S&P: Las Vegas home prices end eight-month losing streak

Las Vegas-area home prices rose for the first time in nine months in June, according to the widely-watched Standard & Poor’s Case-Shiller Home Price Indices released today.

Las Vegas prices rose 0.1 percent on a non-seasonally adjusted basis, which is the "headline'' basis used by S&P. But they were down 0.4 percent on a seasonally-adjusted basis, S&P said.

The non-seasonal increase compared to a decline of 0.9 percent in May.

Today’s numbers compare to a report by Las Vegas-based SalesTraq that found the median sales price of existing homes and condominiums locally was $105,000 in July, down about 1 percent from $106,000 in June.

The meager non-seasonal gain in June for Las Vegas couldn’t mask the still-depressed state of the Southern Nevada real estate market, with prices down 6 percent on a year-to-year basis. That compares to a decline nationwide of 5.9 percent.

However, even with unemployment in Las Vegas running at 14 percent and rock-bottom foreclosure sales still driving the Las Vegas residential real estate market, today’s report by Standard & Poor’s surprisingly showed Las Vegas is no longer the worst or even near the worst market among the 20 big U.S. markets tracked by S&P.

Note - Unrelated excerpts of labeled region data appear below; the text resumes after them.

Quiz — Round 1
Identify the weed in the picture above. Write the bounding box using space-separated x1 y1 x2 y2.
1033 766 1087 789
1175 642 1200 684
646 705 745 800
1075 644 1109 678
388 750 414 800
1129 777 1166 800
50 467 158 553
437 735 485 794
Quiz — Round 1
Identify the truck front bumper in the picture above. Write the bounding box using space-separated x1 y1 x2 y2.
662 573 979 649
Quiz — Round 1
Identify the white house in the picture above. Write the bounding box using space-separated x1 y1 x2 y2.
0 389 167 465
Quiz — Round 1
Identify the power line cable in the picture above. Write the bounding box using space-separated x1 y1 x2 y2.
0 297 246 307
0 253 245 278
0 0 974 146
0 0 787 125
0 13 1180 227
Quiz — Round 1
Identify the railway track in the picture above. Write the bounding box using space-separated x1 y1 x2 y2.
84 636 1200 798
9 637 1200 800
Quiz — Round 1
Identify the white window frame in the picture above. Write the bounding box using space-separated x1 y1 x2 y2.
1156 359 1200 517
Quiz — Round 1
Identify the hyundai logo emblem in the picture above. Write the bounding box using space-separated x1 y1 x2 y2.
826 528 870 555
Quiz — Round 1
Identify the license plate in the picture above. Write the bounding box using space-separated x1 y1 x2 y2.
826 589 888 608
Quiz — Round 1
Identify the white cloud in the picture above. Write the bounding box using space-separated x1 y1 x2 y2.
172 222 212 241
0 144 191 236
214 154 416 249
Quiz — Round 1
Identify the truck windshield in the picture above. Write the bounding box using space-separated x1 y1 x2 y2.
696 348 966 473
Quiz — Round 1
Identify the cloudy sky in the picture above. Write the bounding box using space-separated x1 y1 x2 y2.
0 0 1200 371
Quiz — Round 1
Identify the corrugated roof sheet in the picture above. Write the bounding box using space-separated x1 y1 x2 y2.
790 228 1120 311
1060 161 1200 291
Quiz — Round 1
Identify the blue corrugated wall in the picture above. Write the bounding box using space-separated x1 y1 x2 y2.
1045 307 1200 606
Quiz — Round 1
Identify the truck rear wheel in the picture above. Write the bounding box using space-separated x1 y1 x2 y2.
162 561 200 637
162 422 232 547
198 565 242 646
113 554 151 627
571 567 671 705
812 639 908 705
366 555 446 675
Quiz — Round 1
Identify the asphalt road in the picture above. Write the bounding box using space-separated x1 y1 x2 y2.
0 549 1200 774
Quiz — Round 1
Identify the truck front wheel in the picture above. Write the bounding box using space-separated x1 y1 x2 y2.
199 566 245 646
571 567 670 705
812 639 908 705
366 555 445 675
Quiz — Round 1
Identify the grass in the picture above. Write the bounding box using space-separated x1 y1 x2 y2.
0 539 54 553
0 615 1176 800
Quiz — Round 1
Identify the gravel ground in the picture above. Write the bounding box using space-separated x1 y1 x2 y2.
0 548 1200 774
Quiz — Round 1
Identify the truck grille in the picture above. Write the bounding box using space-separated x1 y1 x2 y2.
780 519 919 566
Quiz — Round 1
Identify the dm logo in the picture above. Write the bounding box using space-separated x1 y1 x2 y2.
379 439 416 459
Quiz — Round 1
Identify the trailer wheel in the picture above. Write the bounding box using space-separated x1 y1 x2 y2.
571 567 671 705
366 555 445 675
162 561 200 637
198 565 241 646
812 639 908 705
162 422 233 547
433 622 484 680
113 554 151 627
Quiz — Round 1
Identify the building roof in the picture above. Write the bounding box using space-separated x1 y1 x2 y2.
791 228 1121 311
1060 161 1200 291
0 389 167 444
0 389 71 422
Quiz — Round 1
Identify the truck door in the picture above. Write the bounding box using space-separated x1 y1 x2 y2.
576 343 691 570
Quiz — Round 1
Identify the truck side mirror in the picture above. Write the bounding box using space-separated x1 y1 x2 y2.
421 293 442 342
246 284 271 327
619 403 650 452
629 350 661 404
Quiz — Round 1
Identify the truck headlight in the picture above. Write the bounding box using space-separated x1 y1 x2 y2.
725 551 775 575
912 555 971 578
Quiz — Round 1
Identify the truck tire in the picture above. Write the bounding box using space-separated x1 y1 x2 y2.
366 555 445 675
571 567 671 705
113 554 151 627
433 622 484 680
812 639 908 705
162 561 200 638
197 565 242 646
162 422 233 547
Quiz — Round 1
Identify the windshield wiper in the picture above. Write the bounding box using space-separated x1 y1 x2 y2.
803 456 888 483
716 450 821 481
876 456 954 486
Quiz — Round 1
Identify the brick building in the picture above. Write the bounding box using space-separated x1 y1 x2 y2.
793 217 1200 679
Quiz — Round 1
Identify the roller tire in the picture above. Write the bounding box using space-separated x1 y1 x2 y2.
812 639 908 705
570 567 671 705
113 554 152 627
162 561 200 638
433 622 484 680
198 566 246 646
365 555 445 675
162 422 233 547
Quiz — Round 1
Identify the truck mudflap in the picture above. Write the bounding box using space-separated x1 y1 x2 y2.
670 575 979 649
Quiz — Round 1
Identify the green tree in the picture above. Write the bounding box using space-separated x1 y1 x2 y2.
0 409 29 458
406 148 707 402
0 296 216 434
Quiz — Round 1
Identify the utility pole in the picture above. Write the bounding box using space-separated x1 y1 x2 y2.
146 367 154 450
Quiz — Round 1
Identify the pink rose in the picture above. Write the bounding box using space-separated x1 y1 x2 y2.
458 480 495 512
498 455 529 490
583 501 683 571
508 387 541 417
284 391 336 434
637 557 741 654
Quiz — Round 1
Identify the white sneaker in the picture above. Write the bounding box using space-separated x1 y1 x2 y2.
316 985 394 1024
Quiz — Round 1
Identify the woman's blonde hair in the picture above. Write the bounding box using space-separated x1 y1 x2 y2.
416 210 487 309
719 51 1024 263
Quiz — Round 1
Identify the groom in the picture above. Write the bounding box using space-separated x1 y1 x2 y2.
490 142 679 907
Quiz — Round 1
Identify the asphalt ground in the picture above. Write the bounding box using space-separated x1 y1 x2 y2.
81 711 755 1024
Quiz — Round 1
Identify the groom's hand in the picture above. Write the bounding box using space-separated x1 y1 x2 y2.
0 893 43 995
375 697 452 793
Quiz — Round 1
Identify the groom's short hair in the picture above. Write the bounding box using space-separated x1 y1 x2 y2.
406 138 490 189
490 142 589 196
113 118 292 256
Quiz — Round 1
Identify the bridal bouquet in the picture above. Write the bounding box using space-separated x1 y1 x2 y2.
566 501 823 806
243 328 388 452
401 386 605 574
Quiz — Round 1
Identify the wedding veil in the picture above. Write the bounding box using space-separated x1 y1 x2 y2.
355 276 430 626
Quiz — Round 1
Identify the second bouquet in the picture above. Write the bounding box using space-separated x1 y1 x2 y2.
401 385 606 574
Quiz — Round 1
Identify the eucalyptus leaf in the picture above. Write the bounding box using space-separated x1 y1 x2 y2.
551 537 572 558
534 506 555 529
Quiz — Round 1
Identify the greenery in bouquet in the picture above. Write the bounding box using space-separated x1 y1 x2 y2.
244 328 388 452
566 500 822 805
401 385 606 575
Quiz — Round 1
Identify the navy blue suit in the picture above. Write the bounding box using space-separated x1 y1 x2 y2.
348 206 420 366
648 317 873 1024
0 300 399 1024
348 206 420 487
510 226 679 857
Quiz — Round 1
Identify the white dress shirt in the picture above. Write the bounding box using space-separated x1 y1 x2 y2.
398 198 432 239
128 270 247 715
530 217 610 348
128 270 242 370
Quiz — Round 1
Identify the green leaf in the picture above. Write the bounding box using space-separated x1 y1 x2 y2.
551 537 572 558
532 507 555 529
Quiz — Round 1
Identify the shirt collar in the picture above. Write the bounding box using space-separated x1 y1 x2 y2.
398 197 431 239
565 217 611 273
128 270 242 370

That distinction now belongs to Minneapolis, where prices in June were down 10.8 percent on a year-to-year basis. In addition, Chicago, Phoenix, Portland, Ore.; Seattle and Tampa also showed annual declines greater than Las Vegas.

Nationwide, Standard & Poor’s said, the report for June showed "mixed signals for recovery in home prices."

While eight markets it tracks bottomed out in 2009 and have since risen, five markets set new lows in the second quarter: Las Vegas, Miami, Phoenix, Tampa and Detroit.

"These shifts suggest that we are back to regional housing markets, rather than a national housing market where everything rose and fell together," David Blitzer, chairman of the Index Committee at S&P Indices, said in a statement.